La même année, je suis entrée au Comité directeur du CRIFCK où j’ai cherché à promouvoir le loisir par l’organisation de manifestations grand public (permettant d’implanter et conforter le CK sur les territoires), l’organisation de regroupements sur les rivières franciliennes (permettant de maintenir une fréquentation capitale pour la pérennisation du CK et sa prise en compte par les instances gestionnaires de l’eau).

 

Réélue en 2004 à la présidence du CD, je me suis présentée au bureau du CRIFCK où j’ai été élue vice-présidente en charge du développement, poste que j’ai tenu jusqu’en 2012. J’ai actuellement levé le pied, comme on dit, mais pas totalement. Du loisir et du plaisir ressenti sur l’eau au patrimoine nautique, il n’y a qu’un pas que j’ai franchi, contribuant ainsi à faire que nous puissions continuer à naviguer sur nos rivières.

 

Avec les instances politiques, je n’ai pas rencontré de problèmes particuliers en tant que femme. Présidente de CD, je me suis attachée à développer l’activité sportive au sein des clubs du département en privilégiant la mutualisation des moyens et de l’emploi. Je me suis heurtée à l’individualisme de clubs, à des pratiques ancrées depuis des années et très dures à faire bouger. Je pense aussi à des réunions avec des cadres sportifs, en assemblée totalement masculine, où sans aborder des questions techniques d’entraînement où je n’étais effectivement pas compétente, mais des questions d’organisation et de gestion de moyens humains, on m’a fait clairement comprendre que je n’étais pas dans mon « rayon ».

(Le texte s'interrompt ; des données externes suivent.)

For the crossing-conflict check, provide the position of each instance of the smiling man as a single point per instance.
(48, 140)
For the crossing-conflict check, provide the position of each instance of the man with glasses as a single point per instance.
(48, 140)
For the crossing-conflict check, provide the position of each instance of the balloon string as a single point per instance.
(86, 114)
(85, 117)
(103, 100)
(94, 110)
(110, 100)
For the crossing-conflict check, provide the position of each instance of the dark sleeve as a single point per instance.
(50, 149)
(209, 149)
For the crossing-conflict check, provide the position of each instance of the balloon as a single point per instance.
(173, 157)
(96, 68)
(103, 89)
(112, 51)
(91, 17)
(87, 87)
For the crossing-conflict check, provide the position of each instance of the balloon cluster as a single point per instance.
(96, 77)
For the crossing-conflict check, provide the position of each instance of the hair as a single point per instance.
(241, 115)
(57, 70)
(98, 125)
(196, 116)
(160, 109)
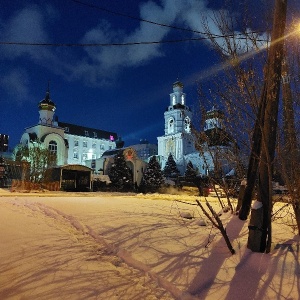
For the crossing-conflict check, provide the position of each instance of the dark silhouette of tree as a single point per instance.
(39, 158)
(153, 177)
(120, 174)
(190, 172)
(170, 169)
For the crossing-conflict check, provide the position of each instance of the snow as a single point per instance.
(134, 246)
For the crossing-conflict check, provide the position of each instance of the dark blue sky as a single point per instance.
(124, 89)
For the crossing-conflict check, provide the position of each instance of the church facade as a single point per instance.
(209, 152)
(72, 144)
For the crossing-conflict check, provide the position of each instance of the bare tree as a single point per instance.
(39, 158)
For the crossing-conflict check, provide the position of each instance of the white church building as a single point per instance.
(214, 152)
(73, 144)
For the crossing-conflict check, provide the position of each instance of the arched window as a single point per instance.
(187, 124)
(171, 125)
(53, 147)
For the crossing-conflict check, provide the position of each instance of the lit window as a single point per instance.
(53, 147)
(182, 99)
(171, 126)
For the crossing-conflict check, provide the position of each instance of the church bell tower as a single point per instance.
(177, 138)
(46, 110)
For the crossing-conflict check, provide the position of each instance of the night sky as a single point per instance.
(124, 89)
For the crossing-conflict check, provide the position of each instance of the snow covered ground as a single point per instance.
(113, 246)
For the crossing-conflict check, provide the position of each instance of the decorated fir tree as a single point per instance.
(153, 177)
(170, 169)
(120, 174)
(190, 172)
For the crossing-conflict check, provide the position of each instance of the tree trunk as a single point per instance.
(254, 159)
(269, 131)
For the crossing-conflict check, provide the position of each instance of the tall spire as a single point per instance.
(47, 108)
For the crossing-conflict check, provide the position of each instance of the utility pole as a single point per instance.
(260, 231)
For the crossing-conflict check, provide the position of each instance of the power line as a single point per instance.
(135, 18)
(144, 20)
(116, 44)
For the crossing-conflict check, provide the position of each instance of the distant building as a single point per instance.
(4, 142)
(145, 150)
(73, 144)
(213, 153)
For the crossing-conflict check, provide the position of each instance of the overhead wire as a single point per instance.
(205, 35)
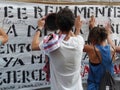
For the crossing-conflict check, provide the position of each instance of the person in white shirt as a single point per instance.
(65, 60)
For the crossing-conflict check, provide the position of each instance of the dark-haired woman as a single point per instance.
(99, 51)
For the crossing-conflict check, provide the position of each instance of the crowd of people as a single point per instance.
(65, 49)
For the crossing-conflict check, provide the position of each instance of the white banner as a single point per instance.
(21, 68)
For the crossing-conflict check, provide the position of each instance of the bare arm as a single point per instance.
(108, 28)
(117, 49)
(35, 41)
(78, 24)
(3, 36)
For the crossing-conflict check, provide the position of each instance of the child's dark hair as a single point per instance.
(65, 19)
(50, 22)
(97, 35)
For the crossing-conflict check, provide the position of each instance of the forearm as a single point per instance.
(3, 36)
(117, 49)
(35, 41)
(109, 40)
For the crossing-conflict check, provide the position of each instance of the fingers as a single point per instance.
(41, 23)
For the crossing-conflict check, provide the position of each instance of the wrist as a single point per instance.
(39, 30)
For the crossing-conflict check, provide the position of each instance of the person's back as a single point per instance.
(97, 70)
(100, 53)
(65, 65)
(65, 62)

Le fait d’être une femme a sans doute joué mais dans la façon d’aborder les choses, pas suffisamment incisive.

 

F. G. : Une conclusion ?

 

C.M : L’évolution s’est faite dans un milieu exclusivement masculin, très branchée sur le sport pur et dur, jusqu’à une époque récente. Beaucoup d’obstination et de ténacité ont été nécessaires. Un enchaînement continu de réunions pas toujours très efficaces au fil des semaines et des ans ; qui usent tant physiquement que moralement. Une vie familiale qui en prend un coup, mais là homme ou femme, je pense qu’il n’y a pas de différence fondamentale.